Game of Thrones can occasionally bring some interesting insight on the way the unequal society affects people: we’ve seen this before with Tyrion and the way that Tyrion’s trial progressed. Here we have the two people perhaps most qualified to rule in all the Seven Kingdoms but, ultimately, neither ever could because they’re seen as “repulsive”, Tyrion for being a Little Person, Varys for being a Eunuch and foreign. They build their boxes and find power where they can – usually in the service of the powerful; it is all they can hope for. Equally it’s clear that it is all they will ever be seen as, no matter what their other accomplishments –look at Cersei’s hunters killing any Little Person they find.

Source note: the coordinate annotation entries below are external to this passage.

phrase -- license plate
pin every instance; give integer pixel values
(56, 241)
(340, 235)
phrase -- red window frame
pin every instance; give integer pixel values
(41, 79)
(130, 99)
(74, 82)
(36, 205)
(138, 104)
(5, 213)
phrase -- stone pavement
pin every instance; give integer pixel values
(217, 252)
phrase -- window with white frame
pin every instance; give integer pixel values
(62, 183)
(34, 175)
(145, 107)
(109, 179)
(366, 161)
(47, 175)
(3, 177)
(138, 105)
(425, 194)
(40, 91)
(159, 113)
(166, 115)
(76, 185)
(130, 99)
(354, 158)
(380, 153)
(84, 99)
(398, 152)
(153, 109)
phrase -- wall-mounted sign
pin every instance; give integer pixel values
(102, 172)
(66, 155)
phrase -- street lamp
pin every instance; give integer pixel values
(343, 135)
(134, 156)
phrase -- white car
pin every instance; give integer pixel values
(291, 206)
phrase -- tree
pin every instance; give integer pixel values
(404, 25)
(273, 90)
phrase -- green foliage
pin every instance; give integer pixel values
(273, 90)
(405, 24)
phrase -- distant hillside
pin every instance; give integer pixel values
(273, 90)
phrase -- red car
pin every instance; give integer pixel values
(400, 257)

No matter what else Tyrion is, that single attribute is how she and others define and see him.

Similarly, again expounding on issues we covered in Tyrion’s trial, Bronn is repeatedly caught in the traps of the Lannisters because he is so utterly powerless before them. The deals they make are meaningless, the rewards they promise are empty – because the option to disobey is never really on the table and there’s never any impetus for the Lannister’s to keep their word. Jaime can shift the goal posts and demand one more service as often as he likes.

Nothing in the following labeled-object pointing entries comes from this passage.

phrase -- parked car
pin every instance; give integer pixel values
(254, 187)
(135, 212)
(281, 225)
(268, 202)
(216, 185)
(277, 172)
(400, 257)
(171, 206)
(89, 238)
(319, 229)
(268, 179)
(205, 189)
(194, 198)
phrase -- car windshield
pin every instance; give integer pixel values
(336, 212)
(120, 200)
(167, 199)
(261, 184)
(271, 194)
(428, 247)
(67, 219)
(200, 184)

Which makes it such a failing that these men in this position can’t see the same applied to women – or even the women themselves. Tyrion reduces Cersei to her vagina and Cersei herself insults Margaery through her sexuality but Lollys being traded like a horse and Cersei facing opposition for any kind of overt power at the council meeting both show that this is, all too often (no, not always, but still often), the only power women in Westeros society have. They are slut shamed for using the only tool they’re permitted to use. The episode does a good job of showing the sexist opposition Cersei faces but fails to really link that to Lollys being traded off or the slut shaming insults that abound.

Daenerys’s story continues to be complex and interesting – holding her conquests is so much harder than taking them. I love the conflicts she faces – slaves who have no professions, the ongoing class divide, the need not to become a tyrant like her father or the Masters before her, the need to uphold the law but still keep the goodwill of the people she so treasures and needs to rule. It’s such a welcome change from the simplicity of her storyline, with the simpering “Mhysa” praise. And now we end with Daenerys faced with becoming her father with a dragon – ruling by fear (as Stannis does – and I don’t think it’s an accident that Barriston mentioned how her dad burned people to death, just like Stannis)


And is this linked to Dorne? Where again we have a ruler sticking to what is right against the angry, vengeance-driven demands of his subjects?